Sometimes it was hard for me to share her. Clouds would storm my face when someone would get between us, these shadows of emotions flying low over the prairie-colored face of a spoiled child so quickly and so harshly I often lost my breath, my balance, my mind. My mercurial nature embarrassed me, but it seemed, at the time, that it was something I had no control over and perhaps I might not have wanted to have control over it–that lack of control was a knife that I could wield with surgeon-like precision, not that it was premeditated, I don’t believe I would have thought to be that manipulative, but the results usually benefited me in some way, enough to make my tongue hang out in anticipation of the bell, Pavlov.
This time and place then; we are at the Stratobowl, outside of Rapid City. The date tells me that Mary is still living with us, but I’m not sure that Mary is taking this photograph. It’s not that there weren’t many happy times with Mary; we’re often photographed in full-throated laughter, mouths open, teeth showing, and the sheen of pleasure sparkling in our eyes during the years she and my mother lived together. As serious as Mary was about preparing for life, or what life might throw at you, she also was a prankster, her honking laugh one I still hear, should I stop and listen for it. But it’s just as likely that it was just me and my mother alone, having asked a stranger to take our picture with our little brownie box camera, a certain freedom allowed in front of someone you may never meet again.

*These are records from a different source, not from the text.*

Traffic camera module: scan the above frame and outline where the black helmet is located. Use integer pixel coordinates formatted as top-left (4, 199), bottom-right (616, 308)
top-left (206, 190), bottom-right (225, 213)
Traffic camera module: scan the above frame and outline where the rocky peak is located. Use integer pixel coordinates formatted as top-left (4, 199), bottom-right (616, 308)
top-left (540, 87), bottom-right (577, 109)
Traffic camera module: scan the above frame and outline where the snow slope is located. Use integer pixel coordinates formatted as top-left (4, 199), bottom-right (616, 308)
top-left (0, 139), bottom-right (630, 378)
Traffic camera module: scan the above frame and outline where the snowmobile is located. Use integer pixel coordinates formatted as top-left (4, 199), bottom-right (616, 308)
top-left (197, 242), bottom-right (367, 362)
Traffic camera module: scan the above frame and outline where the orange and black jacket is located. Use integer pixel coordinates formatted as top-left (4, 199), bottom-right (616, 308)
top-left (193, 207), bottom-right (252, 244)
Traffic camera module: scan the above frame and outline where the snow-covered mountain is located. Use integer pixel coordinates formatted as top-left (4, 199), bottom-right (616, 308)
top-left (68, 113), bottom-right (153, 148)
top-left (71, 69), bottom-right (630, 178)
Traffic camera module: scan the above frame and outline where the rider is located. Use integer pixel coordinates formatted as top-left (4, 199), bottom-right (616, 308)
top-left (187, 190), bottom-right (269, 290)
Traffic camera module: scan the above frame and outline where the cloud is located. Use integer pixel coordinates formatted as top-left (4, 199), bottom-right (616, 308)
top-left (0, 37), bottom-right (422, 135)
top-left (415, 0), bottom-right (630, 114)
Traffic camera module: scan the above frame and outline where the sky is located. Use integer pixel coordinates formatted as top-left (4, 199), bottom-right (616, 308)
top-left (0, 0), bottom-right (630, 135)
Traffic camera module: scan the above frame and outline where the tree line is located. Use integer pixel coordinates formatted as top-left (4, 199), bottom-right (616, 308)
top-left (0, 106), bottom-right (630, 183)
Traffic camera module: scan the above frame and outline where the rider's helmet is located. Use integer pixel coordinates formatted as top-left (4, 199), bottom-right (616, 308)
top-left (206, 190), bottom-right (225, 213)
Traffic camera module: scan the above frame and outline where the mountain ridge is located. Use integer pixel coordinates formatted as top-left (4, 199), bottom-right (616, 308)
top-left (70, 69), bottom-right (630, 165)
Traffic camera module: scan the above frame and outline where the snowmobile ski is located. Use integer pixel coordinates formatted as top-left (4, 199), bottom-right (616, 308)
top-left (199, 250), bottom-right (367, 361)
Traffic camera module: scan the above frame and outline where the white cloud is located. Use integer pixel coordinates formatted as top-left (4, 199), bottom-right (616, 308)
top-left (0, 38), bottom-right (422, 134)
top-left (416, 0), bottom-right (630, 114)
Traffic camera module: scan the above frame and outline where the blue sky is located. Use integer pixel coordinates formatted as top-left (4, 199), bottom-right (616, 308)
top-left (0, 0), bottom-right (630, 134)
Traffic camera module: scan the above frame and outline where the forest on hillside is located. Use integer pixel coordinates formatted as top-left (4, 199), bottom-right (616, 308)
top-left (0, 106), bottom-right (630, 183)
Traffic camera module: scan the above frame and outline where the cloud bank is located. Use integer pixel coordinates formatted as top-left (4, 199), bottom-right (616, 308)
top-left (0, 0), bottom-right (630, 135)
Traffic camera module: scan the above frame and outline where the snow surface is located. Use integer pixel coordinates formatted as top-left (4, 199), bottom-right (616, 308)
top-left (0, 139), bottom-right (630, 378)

“Shall we go for a drive?” my mother would ask after Sunday dinner, the one day of the week we had our ‘big’ meal at midday, a habit that her mother and step-father always observed every day of the week, a light supper served later in the evening. And we’d pile into the car and head out into the Hills with no destination in mind. Someone might say, “let’s go out old highway 16 up to the lake and back,” or “we haven’t been down to Hermosa lately, let’s go see what’s doing down there.” These excursions a time for talking about school, friends, family, or nothing at all, just a time to be together without having a responsibility to anyone but ourselves. It is the blessing of being an only child of a single parent.
I did not know that I had already used up one third of my time with my mother in 1962. What child at that age considers the future? It is too large to comprehend and the past is too small to bear its weight. It is enough to manage your now; it may be the one time in your life when you are living in the moment. There is, of course, that nasty thing called “learning the lesson that your actions have consequences” which becomes a more frequent refrain at this point in your life, only because you are beginning to have just the slightest interest in the future as it applies to your comfort. And so this moment is now, when a mother and her son shared their love for each other and stopped it forever with a photograph.